VanGoghsDog · 09/04/2022 19:57

[quote HangingRock25]@VanGoghsDog Google marriage and Probate. What do you even suppose MARRIAGE is??[/quote]
I don't need to Google it, I know - it was you who made the claim, you are wrong, and you clearly can't back up what you said. Also there's no need to put things in capitals, I am very short sighted but I have glasses and I can increase the font size on the webpage as required.

But, as a starter for ten, I'll add - a will is invalidated by a subsequent marriage, but a will made after a marriage is valid whether it leaves anything to the spouse or not. A spouse not provided for who had a reasonable expectation of being supported could, potentially successfully, contest the will. Contesting wills in England is pretty rare, especially successfully. And in this case it's unlikely it would be successful as they had been split for 12 years so unless he is still supporting her (he might be) then there can be no expectation of support. Also, he may have bought insurance to cover maintenance in case of his death to prevent the will being contested as I made my ex do.

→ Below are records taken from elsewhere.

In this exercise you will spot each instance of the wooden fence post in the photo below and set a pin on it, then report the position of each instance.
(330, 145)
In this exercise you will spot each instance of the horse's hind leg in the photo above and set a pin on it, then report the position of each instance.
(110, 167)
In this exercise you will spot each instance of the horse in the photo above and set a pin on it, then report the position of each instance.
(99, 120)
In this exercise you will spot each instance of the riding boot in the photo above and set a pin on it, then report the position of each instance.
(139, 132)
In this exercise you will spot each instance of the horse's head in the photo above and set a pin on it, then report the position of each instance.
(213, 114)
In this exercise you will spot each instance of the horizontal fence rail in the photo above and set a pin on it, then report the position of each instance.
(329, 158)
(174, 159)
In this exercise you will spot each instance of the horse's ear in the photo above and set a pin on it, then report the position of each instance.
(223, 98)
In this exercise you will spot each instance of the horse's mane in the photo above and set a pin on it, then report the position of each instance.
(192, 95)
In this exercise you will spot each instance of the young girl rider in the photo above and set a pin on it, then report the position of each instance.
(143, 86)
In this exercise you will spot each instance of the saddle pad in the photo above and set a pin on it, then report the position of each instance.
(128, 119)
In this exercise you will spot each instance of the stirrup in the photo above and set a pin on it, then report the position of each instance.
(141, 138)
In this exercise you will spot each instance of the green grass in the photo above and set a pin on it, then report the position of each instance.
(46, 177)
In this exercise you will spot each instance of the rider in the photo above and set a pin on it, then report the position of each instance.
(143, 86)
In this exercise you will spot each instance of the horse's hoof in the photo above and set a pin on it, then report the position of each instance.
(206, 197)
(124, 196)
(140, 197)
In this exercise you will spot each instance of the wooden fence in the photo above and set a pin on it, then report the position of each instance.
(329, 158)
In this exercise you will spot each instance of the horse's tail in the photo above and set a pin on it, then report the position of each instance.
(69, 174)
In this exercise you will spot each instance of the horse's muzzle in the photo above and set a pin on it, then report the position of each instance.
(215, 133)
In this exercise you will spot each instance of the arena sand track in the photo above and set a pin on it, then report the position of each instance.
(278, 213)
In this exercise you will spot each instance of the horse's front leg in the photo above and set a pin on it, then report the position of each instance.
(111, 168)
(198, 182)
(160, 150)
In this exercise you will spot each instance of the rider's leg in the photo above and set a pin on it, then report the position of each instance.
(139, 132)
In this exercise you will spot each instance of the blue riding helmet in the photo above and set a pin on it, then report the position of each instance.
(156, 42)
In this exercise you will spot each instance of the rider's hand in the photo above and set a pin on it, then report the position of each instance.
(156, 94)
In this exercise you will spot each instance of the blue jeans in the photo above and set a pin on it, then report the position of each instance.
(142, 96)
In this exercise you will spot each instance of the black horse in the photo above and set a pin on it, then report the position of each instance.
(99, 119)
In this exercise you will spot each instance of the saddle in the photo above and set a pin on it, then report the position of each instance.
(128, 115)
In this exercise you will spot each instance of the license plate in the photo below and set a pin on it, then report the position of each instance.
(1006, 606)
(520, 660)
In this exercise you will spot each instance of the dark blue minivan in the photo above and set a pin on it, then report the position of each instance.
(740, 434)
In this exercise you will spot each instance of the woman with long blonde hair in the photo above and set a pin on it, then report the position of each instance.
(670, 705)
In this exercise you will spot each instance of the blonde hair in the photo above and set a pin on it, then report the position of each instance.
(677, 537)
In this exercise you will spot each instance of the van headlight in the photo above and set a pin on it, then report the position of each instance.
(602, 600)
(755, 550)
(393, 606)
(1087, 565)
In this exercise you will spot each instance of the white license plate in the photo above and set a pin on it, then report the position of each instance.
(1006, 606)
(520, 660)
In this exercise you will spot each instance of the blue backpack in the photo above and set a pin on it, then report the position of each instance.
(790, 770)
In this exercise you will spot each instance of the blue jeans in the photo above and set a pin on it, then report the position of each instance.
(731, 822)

People often confuse the rights on divorce with the rights on death. I'm not sure what probate has to do with it though.

Please feel free to post your evidence of your assertions.

LostMoments · 12/04/2022 13:26

I wrote my life minus the cost. I was engaged to a man that thought he was divorced. It did get done and we eventually married. Don't allow anyone to put others, including his blood before you. There are good men out there that would love to find someone to love unconditionally through sickness and health.

LostMoments · 12/04/2022 13:51

Meant "you" wrote my story.... I tired of being treated as if I don't exist. My wishes and opinions have never counted. I'm still married but marriage died over a decade ago and I regret not leaving!

oviraptor21 · 12/04/2022 14:31

Correct me if I'm wrong, but surely the assets of a marriage (properties/profits from sale of businesses etc) will mostly be jointly owned and will therefore automatically become the wife's if the husband dies. The rest would be distributed as per the H's will, with the proviso that if the wife and DC aren't adequately provided for, that has to happen before any of the bequests are made.
Is there some mechanism by which x years of separation reduce some of the intertwining of marital assets?